It’s me again! I made this dress quite a few months ago, back when it was Autumn in Australia. Now it’s Autumn in America so I figured I had to post photos at some point and there’s no better time than the present!

I am exceedingly proud of this dress. I have lately taken to using more commercial patterns due to frustrations with my block. Now that I’ve made a block that fits great, I can’t stop tinkering with it and trying to make it better

That doesn’t mean I’m slacking as a seamstress, mind you. I just prefer to think of it like dinner. Sometimes I don’t have the energy to cook a meal from scratch and I’d rather put some chips and nuggets in the oven. This dress definitely involved no slacking! So I used a modified Butterick 5209 here instead of my sloper. I straightened out the neckline and pinched a tonne out of the front of the bodice (gaping everywhere).

Thanks to a cutting mishap in Spotlight (who trains these people, honestly), they had shorted me about 20cm of fabric, which annoyed me to no end because I use every last scrap of fabric, dear reader, you know I do. The print is Michael Miller’s Autumn Bouquet, and it was irritatingly expensive for me at $16 per metre.

So I ended up with about 2.3m of usable fabric and due to the repeat in the pattern and my desperation to pattern match the border print, it left me with even less.
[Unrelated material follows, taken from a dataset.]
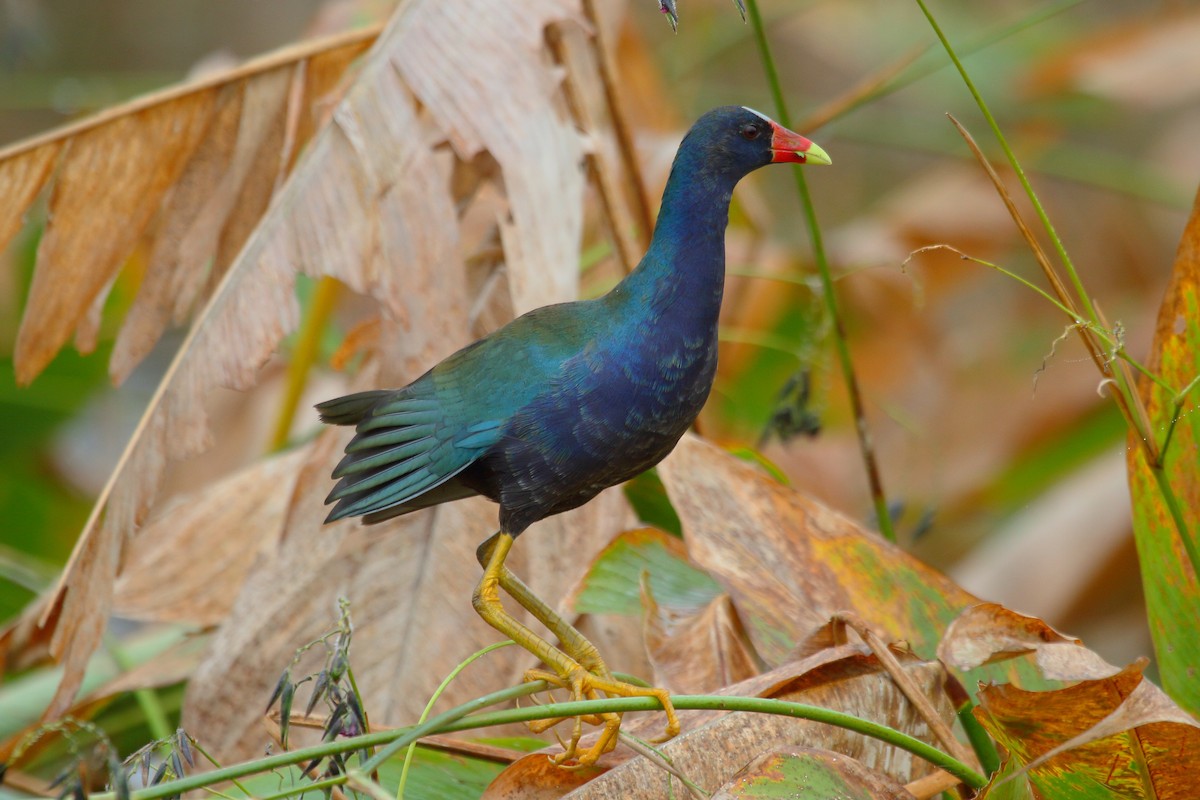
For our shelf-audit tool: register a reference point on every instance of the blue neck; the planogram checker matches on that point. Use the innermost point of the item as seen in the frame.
(683, 274)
The fabric is printed with the border along the selvage which presented a secondary problem—I had to place the pattern pieces parallel to the border. And I wanted to fussy cut each piece to perfection.

Perfection, it was! I don’t normally toot my own horn this hard, but fuck I did a great job. Butterick 5209 has a lot of very interesting and unique-shaped pieces and they demanded some very interesting placement along grainlines. Considering that all the tiny bunches of flowers printed on the fabric were very slightly different from one another, it was a tricky task to get the pattern pieces mirrored in a way that looked convincing.

Every last scrap of fabric was used to piece together the bodice! One of the biggest hurdles presented to me, was a fairly nonthreatening-looking pattern piece, the back. the only issue with the back is that there was no room for it to be cut on the fold anywhere between my other carefully Tetris-ed bodice pieces. So I made a decision and cut it in two pieces and painstakingly pattern-matched the back seam.

Success! Due to the dark nature of the fabric, the back seam is almost invisible.

Now comes huddle number 2. With the unexpected shortage of fabric, I was between a rock and a hard place for the skirt. With such a large, ornate, bold print, it demanded pattern-matching also. I unfortunately had to cut into the yardage a little more to get it to match up along one seam, but I didn’t want to do it again for the other seam.

The dress is designed with two pockets, a side zipper, and two side seams. I did not want to create a one-pocket wonder this time like I have so many times before, so I did something new.

Pocket in a dart! I didn’t take these photos until afterward (and then I used my iPad, like some kind of retiree) so the quality is a bit meh, but I had to show it off. This allowed me to keep both pockets and only leave me one side to pattern-match. Nice! With the other pocket painstakingly being sewn besides an invisible zipper, this was undoubtedly the most annoying pocket-related experience I had suffered so far in my years of sewing.

But it’s done and I’m happy. Notes for the next version is taking out a little more from the neckline (I had already taken quite a large wedge out but I think I need more) and now that I’m looking at the photos, I think I need to shorten the bodice a little too. It’s wearable and I’m tickled pink by it regardless. I hope you like it as much as I do!


  1. Really great work, Demi. When’s the invisible zipper pocket tutorial?

  2. A Pocket in a dart! Brilliant. That’s a new one to me and I love it.
    Congratulations on another gorgeous dress.